Agapito Palos y Cortalos testified that the body of the deceased when found contained a wound in the breast and that the body was almost decapitated.
Jose Cabbadol y Torres, one of the defendants, states that two weeks before the crime occurred the defendant Santiago Bolar said to witness states that he had to kill Claudio Magligsay; the witness states that Baldomera Cabalse was the querida of Claudio and Santiago wished to renew his relations with the woman and that this was the cause of the enmity which Santiago bore against the deceased; that one night when the witness and Santiago Bolar were returning from watching their land, about 12 o’clock at night, the witness, being a little behind Santiago, saw that the latter met Claudio Magligsay, who was coming in the opposite direction, and that upon such meeting Claudio struck Santiago a blow with a stick, the latter falling to the ground; that Santiago immediately got up and in turn struck a like blow on the head of the deceased, who then took to his heels, and meeting the witness a short way off Claudio also struck him with the stick, whereupon, in self-defense, the witness stabbed Claudio, killing him; that afterwards the witness and Santiago took the body and placed it in a large basket and threw it into the river.
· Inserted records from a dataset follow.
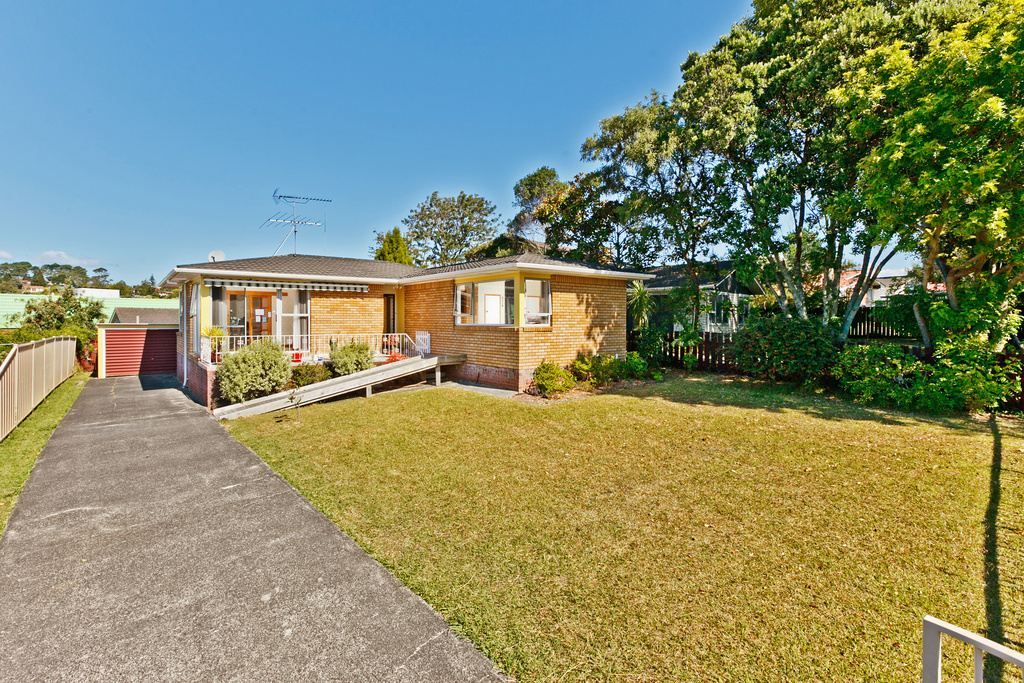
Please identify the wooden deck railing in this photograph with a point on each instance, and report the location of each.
(28, 375)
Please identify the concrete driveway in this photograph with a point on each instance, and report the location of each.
(148, 544)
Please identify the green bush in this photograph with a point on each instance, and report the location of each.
(784, 349)
(600, 370)
(350, 358)
(257, 370)
(966, 375)
(552, 380)
(633, 367)
(649, 342)
(880, 374)
(309, 373)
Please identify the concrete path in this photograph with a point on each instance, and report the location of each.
(148, 544)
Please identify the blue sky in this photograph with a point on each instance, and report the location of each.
(140, 135)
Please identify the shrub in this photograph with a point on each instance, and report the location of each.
(649, 342)
(350, 358)
(880, 374)
(600, 370)
(257, 370)
(309, 373)
(552, 380)
(966, 375)
(633, 367)
(784, 349)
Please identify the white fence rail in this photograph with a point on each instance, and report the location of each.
(29, 374)
(304, 348)
(934, 629)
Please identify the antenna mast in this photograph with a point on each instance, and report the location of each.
(293, 220)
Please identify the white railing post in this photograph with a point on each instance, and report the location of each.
(931, 666)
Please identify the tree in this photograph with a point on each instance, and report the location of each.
(64, 309)
(673, 188)
(442, 229)
(61, 273)
(100, 278)
(529, 193)
(764, 92)
(392, 246)
(586, 223)
(147, 288)
(946, 158)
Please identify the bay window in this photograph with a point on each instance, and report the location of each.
(485, 303)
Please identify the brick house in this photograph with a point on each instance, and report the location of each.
(506, 314)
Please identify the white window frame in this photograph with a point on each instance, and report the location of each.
(459, 313)
(545, 285)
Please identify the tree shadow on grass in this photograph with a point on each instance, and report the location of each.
(737, 391)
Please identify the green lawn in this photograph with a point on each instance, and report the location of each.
(700, 528)
(19, 450)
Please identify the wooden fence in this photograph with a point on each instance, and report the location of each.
(711, 353)
(29, 374)
(866, 326)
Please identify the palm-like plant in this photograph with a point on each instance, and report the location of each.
(641, 303)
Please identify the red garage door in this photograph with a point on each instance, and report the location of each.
(139, 351)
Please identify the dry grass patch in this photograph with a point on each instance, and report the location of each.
(700, 528)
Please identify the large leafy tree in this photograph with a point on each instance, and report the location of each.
(442, 229)
(672, 185)
(528, 194)
(945, 123)
(392, 246)
(765, 92)
(586, 222)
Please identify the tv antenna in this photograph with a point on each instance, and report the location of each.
(294, 220)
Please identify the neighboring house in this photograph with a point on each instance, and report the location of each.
(97, 293)
(12, 306)
(137, 315)
(882, 288)
(726, 298)
(506, 314)
(26, 287)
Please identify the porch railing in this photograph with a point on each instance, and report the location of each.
(934, 629)
(311, 348)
In weighing the testimony given by a defendant in a criminal case the same rules are observed as prevail in considering the testimony of other witnesses. That part which is consistent and generates belief will be accepted, and such parts as are inconsistent and produce an opposite effect may be rejected.
We discredit the statement made by the defendants that the deceased was the aggressor. There is an entire lack of probability that such should have been the case. This view is based upon a reasonable deduction from the evidence and by considering the previous statement made by Santiago Bolar to Jose Cabbadol that the deceased must be killed; the jealously and resentment of Santiago toward the deceased; the lack of any such feeling on the part of the deceased, so far as the record discloses; that the defendants were found at a late hour of the night without satisfactory explanation near the residence of Baldomera Cabalse, where the deceased was; that the body of the deceased was mutilated by the defendants, placed in a basket, and thrown into the river, showing strong feelings of hate and a purpose to conceal the crime not consistent with innocence; also the improbability that the deceased, who was unarmed and alone, should have provoked the difficulty and attacked the defendants. We think it more probable that the defendants, knowing that the deceased was in the house of Baldomera Cabalse, were lying in wait there, and that Santiago, with the aid of Jose Cabbadol, sought the occasion with a heart full of hatred to wreak bloddy vengeance upon the deceased.
Under the most favorable view that can be taken the defendants must be found guilty of homicide, punishable under article 404 of the Penal Code, with the aggravating circumstances existing of nocturnity as defined in paragraph 15 of article 10 of the Penal Code.
The judgment of the Court of First Instance will be reversed and judgment rendered against the defendants, Santiago Bolar and Jose Cabbadol, sentencing each of them to the penalty of reclusion temporal, punishable by imprisonment for the period of seventeen years four months and one day, with indemnification in the sum of 1,000 pesos, Mexican, with costs of suit adjudged against the defendants.
Arellano, C.J. Torres, Willard and Ladd, JJ., concur.
Smith and Mapa, JJ., did not sit in this case.